Abstract interpretation-based code certification for pervasive systems: Preliminary experiments.
In: "Workshop on Software Analysis and Development for Pervasive Systems", August 24, 2004, Verona, Italy.
Proof carrying code is a general methodology for certifying
that the execution of an untrusted mobile code is safe, according to a predefined safety policy. The basic idea is
that the code supplier attaches a certifícate (or proof) to
the mobile code which, then, the consumer checks in order
to ensure that the code is indeed safe. The potential benefit is that the consumer's task is reduced from the level of proving to the level of checking, a much simpler task. Recently, the abstract interpretation techniques developed in logic programming have been proposed as a basis for proof carrying code . To this end, the certifícate is generated from an abstract interpretation-based proof of safety. Intuitively, the verification condition is extracted from a set of assertions guaranteeing safety and the answer table generated during the analysis. Given this information, it is relatively simple and fast to verify that the code does meet this proof and so its execution is safe. This extended abstract reports on experiments which illustrate several issues involved in abstract interpretation-based code certification. First, we describe the implementation of our system in the context of CiaoPP: the preprocessor of the Ciao multi-paradigm (constraint) logic programming system.

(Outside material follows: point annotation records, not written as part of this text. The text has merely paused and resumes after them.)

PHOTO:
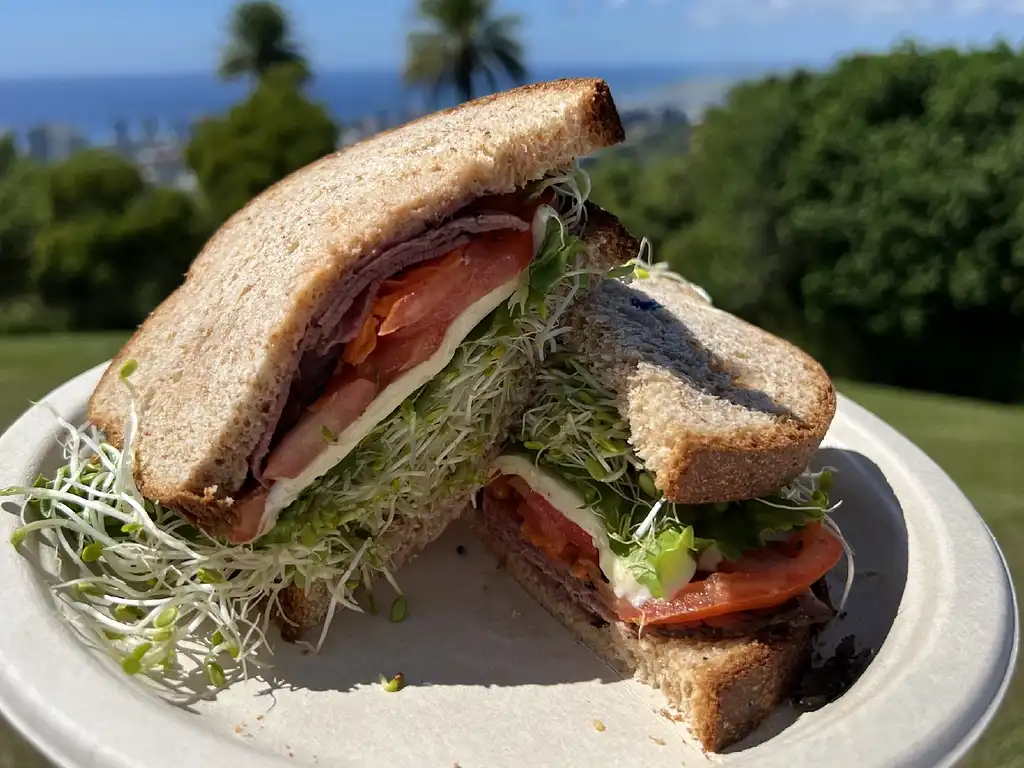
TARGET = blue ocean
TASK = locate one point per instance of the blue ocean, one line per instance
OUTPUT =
(93, 104)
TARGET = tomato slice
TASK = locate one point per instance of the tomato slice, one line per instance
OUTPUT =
(549, 528)
(455, 283)
(335, 411)
(359, 348)
(762, 579)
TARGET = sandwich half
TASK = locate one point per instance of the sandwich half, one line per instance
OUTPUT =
(326, 390)
(654, 499)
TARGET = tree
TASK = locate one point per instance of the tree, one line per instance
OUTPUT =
(8, 153)
(110, 248)
(272, 133)
(462, 42)
(22, 215)
(872, 213)
(259, 41)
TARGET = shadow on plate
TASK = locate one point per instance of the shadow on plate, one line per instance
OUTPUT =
(872, 523)
(470, 624)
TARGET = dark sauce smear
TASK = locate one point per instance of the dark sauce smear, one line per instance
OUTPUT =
(825, 680)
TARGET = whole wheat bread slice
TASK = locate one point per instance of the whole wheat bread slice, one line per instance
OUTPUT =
(719, 410)
(214, 356)
(607, 244)
(723, 688)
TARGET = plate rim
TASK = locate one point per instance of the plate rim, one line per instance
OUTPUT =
(61, 739)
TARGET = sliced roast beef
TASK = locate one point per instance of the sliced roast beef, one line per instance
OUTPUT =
(346, 309)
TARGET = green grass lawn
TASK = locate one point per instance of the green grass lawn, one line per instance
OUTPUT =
(979, 444)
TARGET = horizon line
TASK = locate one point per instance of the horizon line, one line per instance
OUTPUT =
(383, 70)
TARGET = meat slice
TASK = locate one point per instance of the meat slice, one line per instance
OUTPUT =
(347, 308)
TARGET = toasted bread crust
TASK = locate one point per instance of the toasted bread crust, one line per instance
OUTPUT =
(607, 245)
(215, 354)
(719, 410)
(723, 688)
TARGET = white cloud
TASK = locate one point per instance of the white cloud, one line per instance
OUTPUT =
(712, 12)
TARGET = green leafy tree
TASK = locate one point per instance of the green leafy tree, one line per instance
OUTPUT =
(22, 215)
(873, 213)
(272, 133)
(109, 248)
(460, 42)
(260, 40)
(8, 154)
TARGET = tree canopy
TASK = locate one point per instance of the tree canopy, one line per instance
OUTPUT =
(276, 130)
(260, 40)
(459, 43)
(873, 212)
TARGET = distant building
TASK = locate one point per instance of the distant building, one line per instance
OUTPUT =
(53, 143)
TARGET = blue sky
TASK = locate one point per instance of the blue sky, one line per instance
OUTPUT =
(87, 37)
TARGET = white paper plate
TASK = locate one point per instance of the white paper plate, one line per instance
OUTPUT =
(494, 681)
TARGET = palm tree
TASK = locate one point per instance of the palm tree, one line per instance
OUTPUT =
(260, 40)
(463, 41)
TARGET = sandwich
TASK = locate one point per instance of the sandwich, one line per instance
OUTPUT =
(655, 498)
(326, 390)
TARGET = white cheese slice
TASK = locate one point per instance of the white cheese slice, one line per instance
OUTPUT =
(567, 500)
(286, 491)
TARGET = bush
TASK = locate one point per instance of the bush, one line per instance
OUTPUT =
(873, 213)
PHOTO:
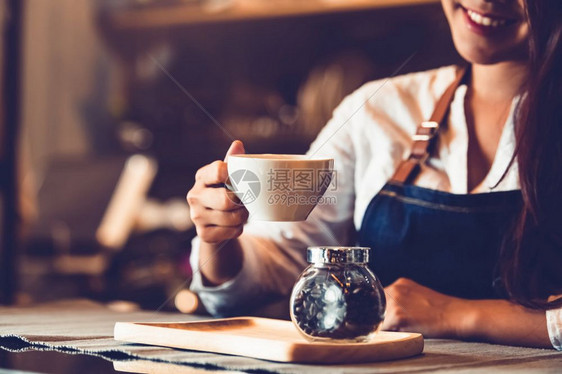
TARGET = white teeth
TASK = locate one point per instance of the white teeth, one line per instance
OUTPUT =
(485, 21)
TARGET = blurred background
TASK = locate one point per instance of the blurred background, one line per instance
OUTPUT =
(108, 108)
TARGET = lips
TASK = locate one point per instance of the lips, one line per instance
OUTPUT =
(486, 23)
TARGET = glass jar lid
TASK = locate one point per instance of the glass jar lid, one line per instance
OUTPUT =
(338, 255)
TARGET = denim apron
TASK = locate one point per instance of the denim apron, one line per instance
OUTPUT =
(447, 242)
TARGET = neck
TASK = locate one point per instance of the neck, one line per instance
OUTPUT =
(498, 82)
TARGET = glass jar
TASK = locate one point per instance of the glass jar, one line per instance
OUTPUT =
(338, 297)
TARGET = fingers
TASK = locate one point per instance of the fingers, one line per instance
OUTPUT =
(212, 174)
(232, 218)
(397, 316)
(236, 148)
(218, 234)
(216, 212)
(218, 199)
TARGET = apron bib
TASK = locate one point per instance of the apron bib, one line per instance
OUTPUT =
(447, 242)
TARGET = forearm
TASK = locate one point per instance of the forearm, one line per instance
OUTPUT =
(503, 322)
(219, 263)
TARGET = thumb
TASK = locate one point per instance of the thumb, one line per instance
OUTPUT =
(236, 148)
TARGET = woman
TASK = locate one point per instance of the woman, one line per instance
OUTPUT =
(466, 242)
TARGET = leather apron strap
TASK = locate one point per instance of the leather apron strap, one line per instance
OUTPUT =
(426, 134)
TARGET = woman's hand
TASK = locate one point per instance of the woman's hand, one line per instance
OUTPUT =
(415, 308)
(216, 212)
(218, 217)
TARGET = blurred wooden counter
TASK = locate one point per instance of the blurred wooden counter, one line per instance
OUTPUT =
(191, 14)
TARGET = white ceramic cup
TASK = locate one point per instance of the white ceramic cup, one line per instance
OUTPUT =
(279, 187)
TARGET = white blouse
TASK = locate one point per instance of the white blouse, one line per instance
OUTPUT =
(368, 136)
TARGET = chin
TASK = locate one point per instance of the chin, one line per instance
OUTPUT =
(487, 56)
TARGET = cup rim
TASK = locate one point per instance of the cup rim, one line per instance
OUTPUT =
(278, 157)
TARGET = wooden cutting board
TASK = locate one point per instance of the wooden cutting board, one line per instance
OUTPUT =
(267, 339)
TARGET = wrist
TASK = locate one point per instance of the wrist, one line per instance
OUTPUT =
(464, 318)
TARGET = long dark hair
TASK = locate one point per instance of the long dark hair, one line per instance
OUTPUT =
(531, 263)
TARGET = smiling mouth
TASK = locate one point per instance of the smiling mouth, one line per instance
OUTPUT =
(487, 20)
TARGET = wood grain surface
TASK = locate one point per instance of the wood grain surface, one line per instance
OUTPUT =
(267, 339)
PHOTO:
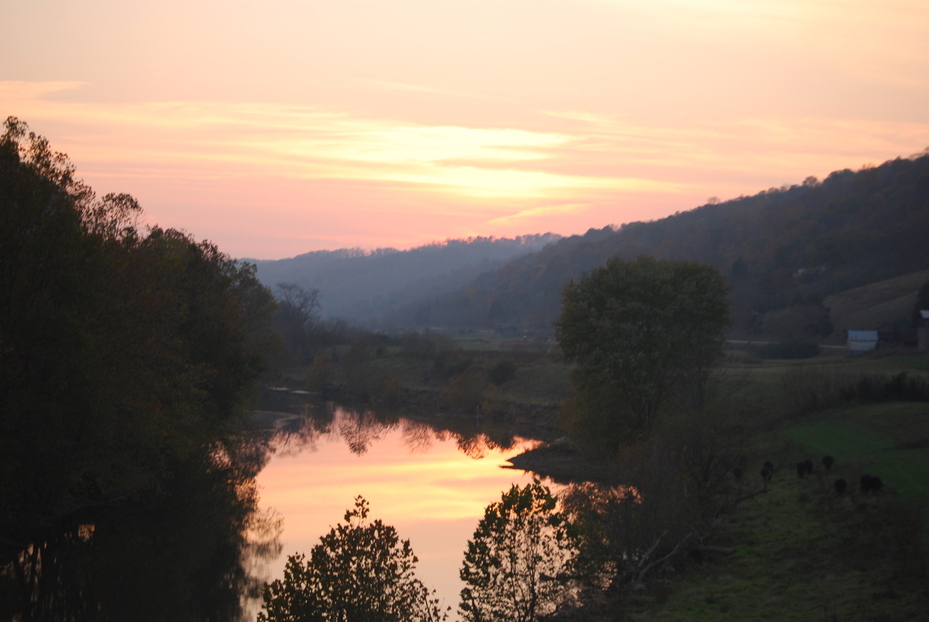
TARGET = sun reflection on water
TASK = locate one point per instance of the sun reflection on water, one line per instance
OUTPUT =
(431, 483)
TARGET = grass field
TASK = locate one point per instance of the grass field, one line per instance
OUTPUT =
(802, 552)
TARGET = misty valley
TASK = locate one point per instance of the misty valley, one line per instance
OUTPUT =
(723, 414)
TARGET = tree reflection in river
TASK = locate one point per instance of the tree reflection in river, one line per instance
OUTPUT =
(360, 427)
(423, 474)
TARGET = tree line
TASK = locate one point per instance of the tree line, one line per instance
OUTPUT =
(783, 249)
(646, 336)
(127, 362)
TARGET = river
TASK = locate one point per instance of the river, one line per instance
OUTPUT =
(430, 480)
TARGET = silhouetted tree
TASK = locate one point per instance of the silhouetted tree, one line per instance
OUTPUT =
(360, 570)
(518, 564)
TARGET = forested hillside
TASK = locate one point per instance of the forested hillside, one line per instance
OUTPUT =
(127, 364)
(783, 249)
(362, 286)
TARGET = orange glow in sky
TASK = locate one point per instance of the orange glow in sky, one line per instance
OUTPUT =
(279, 127)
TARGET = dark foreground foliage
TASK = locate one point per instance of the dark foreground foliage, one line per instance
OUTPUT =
(125, 362)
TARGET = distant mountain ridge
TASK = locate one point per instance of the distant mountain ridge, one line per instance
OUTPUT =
(784, 250)
(366, 287)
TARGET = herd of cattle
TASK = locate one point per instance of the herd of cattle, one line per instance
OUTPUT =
(868, 483)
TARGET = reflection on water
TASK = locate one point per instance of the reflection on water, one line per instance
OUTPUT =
(431, 480)
(193, 549)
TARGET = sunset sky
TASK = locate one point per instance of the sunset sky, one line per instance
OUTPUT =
(278, 127)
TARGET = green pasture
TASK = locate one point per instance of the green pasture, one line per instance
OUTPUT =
(880, 439)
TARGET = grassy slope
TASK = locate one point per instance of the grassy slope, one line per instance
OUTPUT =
(873, 306)
(802, 552)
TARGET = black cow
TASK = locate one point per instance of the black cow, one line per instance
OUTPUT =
(766, 474)
(870, 483)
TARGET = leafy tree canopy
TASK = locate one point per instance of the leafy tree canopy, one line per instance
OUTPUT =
(644, 333)
(126, 359)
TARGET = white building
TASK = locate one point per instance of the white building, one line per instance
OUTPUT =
(861, 340)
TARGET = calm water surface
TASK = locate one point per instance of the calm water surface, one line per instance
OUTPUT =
(432, 484)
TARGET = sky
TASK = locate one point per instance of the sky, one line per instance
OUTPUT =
(279, 127)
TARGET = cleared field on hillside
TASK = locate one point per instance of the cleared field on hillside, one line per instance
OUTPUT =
(875, 306)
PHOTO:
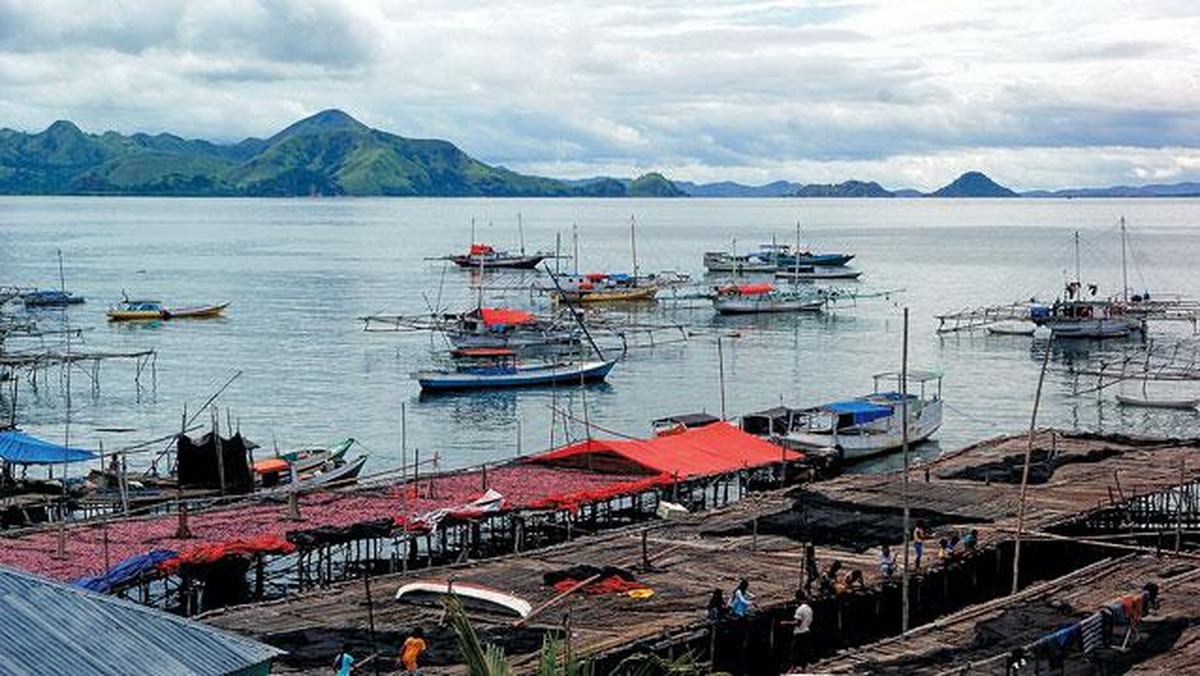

Then, by means of some experiments, we show how code certification is aided in the implementation of the framework. Finally, we discuss the application of our method within the área of pervasive systems which may lack the necessary computing resources to verify safety on their own. We herein illustrate the relevance of the information inferred by existing cost analysis to control resource usage in this context. Moreover, since the (rather complex) analysis phase is replaced by a simpler, efficient checking process at the code consumer side, we believe that our abstract interpretation-based approach to proof-carrying code becomes practically applicable to this kind of systems.